Editorial
“La educación superior debe ser una política de Estado sostenida y estratégica. No necesitamos más universidades improvisadas: necesitamos mejores universidades”.
La aprobación de la reforma universitaria y el licenciamiento institucional que impulsó la Sunedu representaron un punto de inflexión importante: por primera vez en mucho tiempo se establecieron estándares mínimos de calidad, se cerraron universidades que operaban sin condiciones básicas y se exigieron mecanismos reales de supervisión. Sin embargo, esa reforma inicial parece haber perdido fuerza. Lo pendiente es enorme: el Perú invierte menos del 0.1% del PBI en investigación científica, frente al promedio de la OCDE que supera el 2%. La brecha tecnológica y científica es alarmante. Pese a que hay focos de excelencia, la producción académica nacional es aún menor en la región.

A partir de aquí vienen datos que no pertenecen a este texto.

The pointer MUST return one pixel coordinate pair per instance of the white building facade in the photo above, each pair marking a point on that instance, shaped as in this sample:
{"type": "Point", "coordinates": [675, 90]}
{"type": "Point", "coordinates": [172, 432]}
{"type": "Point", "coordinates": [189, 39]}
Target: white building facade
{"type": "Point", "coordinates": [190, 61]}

Resulta especialmente preocupante que en los últimos años, en lugar de consolidar y fortalecer las universidades existentes, se haya impulsado –mediante leyes aprobadas sin sustento técnico ni estudios de viabilidad– la creación indiscriminada de nuevas universidades públicas. Muchas de ellas carecen de infraestructura adecuada, no cuentan con laboratorios, docentes calificados ni planes académicos sólidos, y su puesta en marcha respondería más a intereses políticos. Crear universidades sin asegurar calidad, presupuesto sostenido ni investigación significa multiplicar la precariedad, no democratizar el acceso. Una universidad sin condiciones mínimas es solo un edificio con un rótulo.
Una universidad sin investigación equivale a una fábrica de profesionales desconectados del conocimiento. Un país que renuncia a la ciencia renuncia al futuro. La economía moderna se sostiene en innovación, tecnología, emprendimiento y generación de conocimiento. Si no se fortalecen los programas de posgrado, los centros de investigación, las alianzas con el sector productivo y los incentivos para investigadores, seguiremos exportando talento y ampliando nuestra dependencia tecnológica.
La reconstrucción del sistema universitario requiere una visión integral: meritocracia en la gestión, transparencia en el uso de recursos, evaluación constante, promoción real a la investigación y articulación efectiva con el Estado y el sector privado. Pero también exige que las universidades asuman su responsabilidad histórica: liderar la conversación pública, generar conocimiento útil y formar ciudadanos capaces de pensar y transformar la realidad.
No progresaremos con universidades resignadas a la mediocridad ni con un sistema que confunde acceso con calidad. La educación superior debe ser una política de Estado sostenida y estratégica. No necesitamos más universidades improvisadas: necesitamos mejores universidades.